Released to generally positive reviews from music critics and some comparisons with The Mamas & the Papas' "Monday, Monday", it was the band's first hit, reaching number two in the United States and the United Kingdom, as well as in Austria, Canada, Germany and Ireland, and within top five in New Zealand, Norway and Switzerland. It was later certified silver in the UK by the British Phonographic Industry (BPI). The song was covered by several artists in 2005 and 2006.
Peterson explained in an interview with MTV UK in 1989 about why Prince gave them the song: "[Prince] really liked our first album. He liked the song 'Hero Takes a Fall', which is a great compliment, because we liked his music. He contacted us, and said, 'I've got a couple of songs for you.
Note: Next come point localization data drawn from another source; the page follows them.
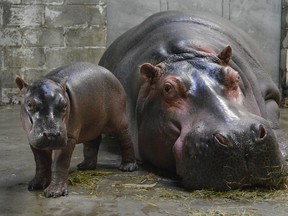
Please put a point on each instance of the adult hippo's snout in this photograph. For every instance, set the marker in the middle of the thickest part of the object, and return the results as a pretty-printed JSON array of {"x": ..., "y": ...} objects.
[
  {"x": 220, "y": 159},
  {"x": 196, "y": 108}
]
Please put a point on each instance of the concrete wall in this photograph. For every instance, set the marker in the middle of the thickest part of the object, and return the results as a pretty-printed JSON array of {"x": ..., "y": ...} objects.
[{"x": 39, "y": 35}]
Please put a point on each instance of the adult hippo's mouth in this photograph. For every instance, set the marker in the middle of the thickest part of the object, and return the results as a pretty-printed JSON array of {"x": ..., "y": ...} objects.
[
  {"x": 230, "y": 159},
  {"x": 179, "y": 74}
]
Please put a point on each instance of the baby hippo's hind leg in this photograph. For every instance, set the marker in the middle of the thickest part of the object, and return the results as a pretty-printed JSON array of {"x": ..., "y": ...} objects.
[
  {"x": 90, "y": 151},
  {"x": 128, "y": 162}
]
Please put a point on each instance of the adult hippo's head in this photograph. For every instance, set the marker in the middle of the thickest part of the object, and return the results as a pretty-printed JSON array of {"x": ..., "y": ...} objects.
[
  {"x": 44, "y": 112},
  {"x": 197, "y": 118}
]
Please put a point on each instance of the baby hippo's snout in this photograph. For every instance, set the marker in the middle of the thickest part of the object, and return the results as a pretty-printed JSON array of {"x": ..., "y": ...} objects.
[
  {"x": 48, "y": 140},
  {"x": 231, "y": 158}
]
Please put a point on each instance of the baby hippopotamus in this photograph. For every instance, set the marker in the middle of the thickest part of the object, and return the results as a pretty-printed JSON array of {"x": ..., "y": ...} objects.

I'd like to know if you're interested,' and of course we were. One of the songs Prince brought to the group was 'Manic Monday', written under the pseudonym of Christopher." Peterson talked about the evolution of what Prince brought them: "It was a Banglefication of a Prince arrangement. He had a demo, that was very specifically him. It was a good song, but we didn't record it like 'This is our first hit single! Oh my God! I can feel it in my veins!' We just did the song, and the album, and then sat back and thought about it."
A pop song written in D Major, "Manic Monday" moves at a tempo of 116 beats per minute and is set in common time. The song has a sequence of G–A7–D–G–A7–D as its chord progression.Lyrically, the song is about someone waking up from a romantic dream at six o'clock on Monday morning, and facing a hectic journey to work when she would prefer to still be enjoying relaxing on Sunday—her "I-don't-have-to-run day".Actor Rudolph Valentino is referred in the introduction.